We process personal data on the following legal bases under GDPR:

  • Contract performance (Art. 6(1)(b)): To provide the Service to registered creditors and process mandate signatures from debtors.
  • Legal obligation (Art. 6(1)(c)): To comply with SEPA Direct Debit scheme rules, which require creditors to retain mandates and audit trails.
  • Legitimate interest (Art. 6(1)(f)): To maintain platform security, prevent fraud, and improve the Service.

4. How We Use Your Data

  • To create and manage SEPA Direct Debit mandates
  • To generate signed PDF documents with legal evidence
  • To maintain immutable audit trails as required by SEPA regulations
  • To send signing invitations and confirmation emails
  • To detect and prevent fraud or unauthorized access
  • To provide customer support

5. Data Retention

We retain data for the following periods:

  • Active mandates: For as long as the mandate is active, plus 14 months after revocation or expiration (to cover the 13-month SEPA chargeback period).
  • Audit logs: For the lifetime of the associated mandate plus the retention period above.
  • Account data: For as long as the account is active. After account deletion, data is retained for 30 days before permanent removal.

6. Data Sharing

We do not sell personal data. We share data only in the following circumstances:

  • Between creditor and debtor: Mandate data is shared between the creditor (who creates the mandate) and the debtor (who signs it), as necessary for the SEPA Direct Debit process.
  • Infrastructure providers: We use third-party services for hosting and file storage. These providers process data on our behalf under appropriate data processing agreements.
  • Legal requirements: We may disclose data if required by law, regulation, or legal process.

7. Data Security

We implement appropriate technical and organizational measures to protect your data, including:

  • Encryption in transit (HTTPS/TLS)
  • Hashed passwords (bcrypt)
  • SHA-256 document integrity verification
  • Account-scoped data isolation (multi-tenant separation)
  • Immutable audit logs (no modification or deletion)
  • Time-limited signing tokens (7-day expiry)

8. Your Rights (GDPR)

Under the General Data Protection Regulation, you have the following rights:

  • Access: Request a copy of your personal data.
  • Rectification: Request correction of inaccurate data.
  • Erasure: Request deletion of your data, subject to legal retention requirements.
  • Restriction: Request that we limit processing of your data.
  • Portability: Receive your data in a structured, machine-readable format.
  • Objection: Object to processing based on legitimate interest.

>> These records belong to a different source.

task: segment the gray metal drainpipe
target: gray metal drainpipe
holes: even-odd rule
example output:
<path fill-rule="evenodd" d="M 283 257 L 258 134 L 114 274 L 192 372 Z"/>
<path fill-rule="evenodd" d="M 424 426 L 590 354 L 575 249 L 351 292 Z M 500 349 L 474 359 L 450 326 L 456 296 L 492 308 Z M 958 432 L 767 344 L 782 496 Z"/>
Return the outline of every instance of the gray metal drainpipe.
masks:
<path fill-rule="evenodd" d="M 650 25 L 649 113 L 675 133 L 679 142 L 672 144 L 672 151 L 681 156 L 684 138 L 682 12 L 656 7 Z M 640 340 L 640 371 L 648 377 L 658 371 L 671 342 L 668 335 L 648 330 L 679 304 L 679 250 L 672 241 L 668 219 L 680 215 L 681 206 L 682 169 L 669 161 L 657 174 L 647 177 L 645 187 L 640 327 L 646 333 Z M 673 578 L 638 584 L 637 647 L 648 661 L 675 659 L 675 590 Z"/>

To exercise any of these rights, contact us at [email protected].

Please note that audit logs and signed mandate documents may be exempt from erasure requests under Art. 17(3)(b) GDPR (legal obligation) as they constitute legally required evidence under the SEPA scheme rules.

9. Cookies

We use only essential session cookies required for the Service to function (authentication, locale preferences). We do not use tracking cookies, analytics cookies, or advertising cookies.

10. International Transfers

Your data is processed within the European Economic Area (EEA). If any data transfer outside the EEA becomes necessary, we will ensure appropriate safeguards are in place (e.g., Standard Contractual Clauses).

11. Changes to This Policy

We may update this Privacy Policy from time to time. We will notify registered users of material changes via email. The "Last updated" date at the top of this page indicates when the policy was last revised.

12. Contact

For questions, concerns, or requests regarding this Privacy Policy or your personal data:

Email: [email protected]

You also have the right to lodge a complaint with your local data protection authority. In Spain, this is the Agencia Española de Protección de Datos (AEPD) at www.aepd.es.